A Focus on Developing Countries

Board on International Scientific Organizations and the U.S. Committee on Data for Science and Technology, Board on Research Data and Information, National Academy of Sciences in consultation with the Committee on Freedom and Responsibility in the conduct of Science, International Council for Science

to be held at the National Academy of Sciences in Washington, DC on 18-19 April 2011

Find the agenda at:  BISO-BRDI-CFRS Joint Symposium Agenda.

SUMMARY

The Board on International Scientific Organizations (BISO), and the U.S. Committee on Data for Science and Technology (US CODATA) under the Board on Research Data and Information (BRDI), in consultation with the Committee on Freedom and Responsibility in the Conduct of Science (CFRS) of the International Council for Science ICSU), are organizing a 2-day international symposium. The meeting will be held on Monday-Tuesday, 18-19 April 2011, at the National Academy of Sciences’ Keck Center, 500 Fifth Street NW, Washington, DC.

The symposium will address the following questions:

1. Why is the international sharing of publicly funded scientific data important, especially for development?

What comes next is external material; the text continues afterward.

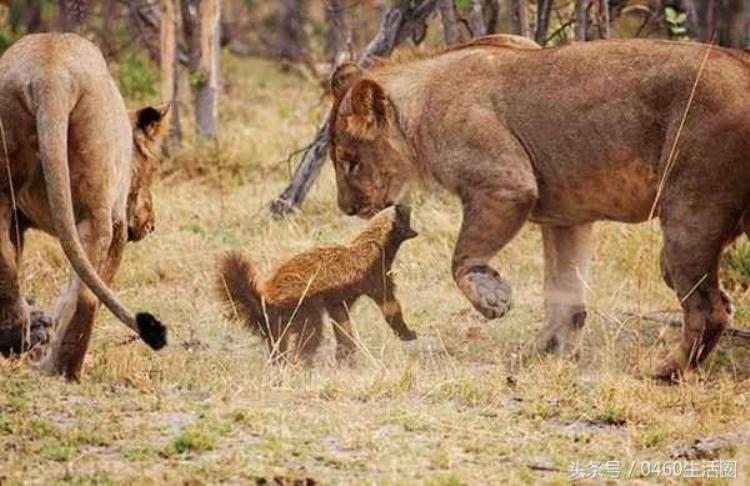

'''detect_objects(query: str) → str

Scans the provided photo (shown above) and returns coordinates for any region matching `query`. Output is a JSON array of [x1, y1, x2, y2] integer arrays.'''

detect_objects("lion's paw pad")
[[463, 272, 511, 319]]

What are some examples of past successes and what are the types of global research and applications problems that can be addressed with more complete access to government data collections and government-funded data sources?
2. What is the status of public data access internationally, particularly in developing countries?
3. What are the principal barriers and limits to sharing public data across borders?
4. What are the rights and responsibilities of scientists and research organizations with regard to providing and getting access to publicly funded scientific data? How can international scientific organizations, government agencies, and scientists improve sharing of publicly funded data to address global challenges, particularly in less economically developed countries, more successfully?

A proceedings from the symposium will be published by the National Academies Press.